Lots of pickerel were caught (and thrown back — a rule of the derby), but they ­weren’t that big. So right up until the last moment, everybody, including Susan and Gordon Peter, felt they had a chance. Then, ten minutes before the closing, a young woman from Amisk Lake pulled out a seven-­pound-­three-­ounce fish. Goodbye shiny red truck.

So far this has not been the luckiest year for Gordon Peter. For the first time in twenty years he ­hadn’t been called up by the band council to work as a foreman on construction. No money to build houses, they announced. All spring he’d had to scramble.
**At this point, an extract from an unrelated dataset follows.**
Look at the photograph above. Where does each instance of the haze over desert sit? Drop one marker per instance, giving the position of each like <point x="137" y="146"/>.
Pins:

Tired of waiting a year for a bathroom door to be replaced or a broken window fixed, reserve folks, who admired Gordon Peter’s skill and hard work as a carpenter, asked him to renovate their houses, but often they forgot to pay him. “The end of the month,” they’d say, and he knew the pelicans would have come and gone before he’d see his money.

There’d been more disappointment. In the spring Gordon Peter had run for band councillor and had lost. His seventeen-­year-­old son announced that he was quitting school and that his girlfriend had just had a baby. And then a cousin, Leland Ballantyne, had been hit on the head with a baseball bat while he was partying in Saskatoon. During the funeral at St. Gertrude’s Church, Gordon Peter’s heart had gone out to Leland’s wife and four children. He may have felt gloomy about all this, but he certainly ­wasn’t surprised. Life on this reserve is always an unpredictable soap opera. “It’s worse than All My Children,” says Darlene McKay, one of the reserve’s comedians. “Erica Kane would feel right at home.”

Editorial Reviews

Winner of the Regina Book Award
A Globe and Mail Top 100 Book of the Year

“This is a people-centred history. . . . [The community’s] stories form the core of this book, and give it an emotional impact that is seldom seen in archive-based histories.”